The AIDS clinic in San Francisco’s Tenderloin district has been encouraging clinical staff to use a technique called motivational interviewing, Hicks says.
This technique takes providers away from the standard method of telling patients what to do and, instead, engages them at their own level of understanding and motivation, she states.
"Let the patient have an equal partnership in the plan," Hicks says.
The health care provider uses reflective listening when speaking with the patient. For example, a patient might say that her husband tells her to take her medications because if she doesn’t then she’ll die and what will happen to the children.
"So you say, I hear that you’re getting direction from other people, what are your thoughts on this?’" she says.
The goal is to get the patient to take responsibility for taking her medication rather than assigning that responsibility to the provider or a family member.
In another potential motivational interviewing scenario, the following could occur:
"Alison says to the provider, I don’t want to take the medications,’ and the provider says, Well, what would have to happen for you to be willing to think about being on medication?’" Hicks continues.
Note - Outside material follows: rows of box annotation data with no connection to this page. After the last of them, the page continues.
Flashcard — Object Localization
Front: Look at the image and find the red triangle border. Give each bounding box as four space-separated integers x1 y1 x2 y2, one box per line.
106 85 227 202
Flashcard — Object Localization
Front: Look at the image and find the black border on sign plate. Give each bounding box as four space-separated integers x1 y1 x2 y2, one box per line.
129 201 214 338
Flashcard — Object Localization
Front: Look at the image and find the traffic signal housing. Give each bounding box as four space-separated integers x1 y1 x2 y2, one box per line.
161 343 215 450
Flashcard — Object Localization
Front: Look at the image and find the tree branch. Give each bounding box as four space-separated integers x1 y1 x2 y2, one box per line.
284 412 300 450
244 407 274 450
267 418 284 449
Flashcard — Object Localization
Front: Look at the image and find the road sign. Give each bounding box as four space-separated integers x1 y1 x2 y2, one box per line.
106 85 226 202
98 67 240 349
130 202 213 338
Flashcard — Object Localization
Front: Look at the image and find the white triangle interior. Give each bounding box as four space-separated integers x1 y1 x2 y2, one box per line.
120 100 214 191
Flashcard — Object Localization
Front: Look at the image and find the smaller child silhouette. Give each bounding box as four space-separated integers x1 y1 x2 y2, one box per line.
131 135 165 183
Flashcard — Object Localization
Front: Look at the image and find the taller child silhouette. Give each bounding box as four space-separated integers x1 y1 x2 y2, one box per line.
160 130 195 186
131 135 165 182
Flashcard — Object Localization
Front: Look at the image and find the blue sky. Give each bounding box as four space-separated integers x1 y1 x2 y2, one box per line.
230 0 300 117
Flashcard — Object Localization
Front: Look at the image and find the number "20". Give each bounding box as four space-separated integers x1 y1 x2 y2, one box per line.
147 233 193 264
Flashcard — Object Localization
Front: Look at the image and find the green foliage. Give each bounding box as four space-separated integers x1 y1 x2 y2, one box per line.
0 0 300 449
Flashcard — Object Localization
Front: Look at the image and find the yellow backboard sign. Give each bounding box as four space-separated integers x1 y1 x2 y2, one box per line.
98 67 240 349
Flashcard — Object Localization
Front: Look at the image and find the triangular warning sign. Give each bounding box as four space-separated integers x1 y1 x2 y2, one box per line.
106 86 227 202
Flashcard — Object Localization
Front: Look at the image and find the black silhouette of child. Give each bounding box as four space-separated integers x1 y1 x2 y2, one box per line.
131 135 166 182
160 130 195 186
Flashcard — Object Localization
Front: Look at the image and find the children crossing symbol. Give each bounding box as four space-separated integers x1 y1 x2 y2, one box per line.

"The patient says, I have to believe I’d get better on medicine.’ This is where the provider would reflect this statement back to her, saying, So you are worried that the medication will make you sicker?’" she says. "The patient says, You’re damn right!’"
Then the provider might say, "So you’re afraid medication will make you sicker or kill you, and I’m saying you need them, so that’s a big gap."
When the patient agrees with that assessment, the provider then can ask what it would take to convince the patient to begin the medications. She might reply that she’d have to meet someone who took the medicine and got better, because she already knows people who took the medicine and went on to die anyway, Hicks explains.
This is where a clinic’s peer educators could come in to speak with the woman and reassure her that they have been taking antiretroviral drugs and are healthier as a result, she notes.
Once the patient receives this firsthand reassurance, she is more likely to follow her medication regimen.
"She and the provider had gotten to a real impasse before that, and this method helped her explore what was in the way," Hicks adds.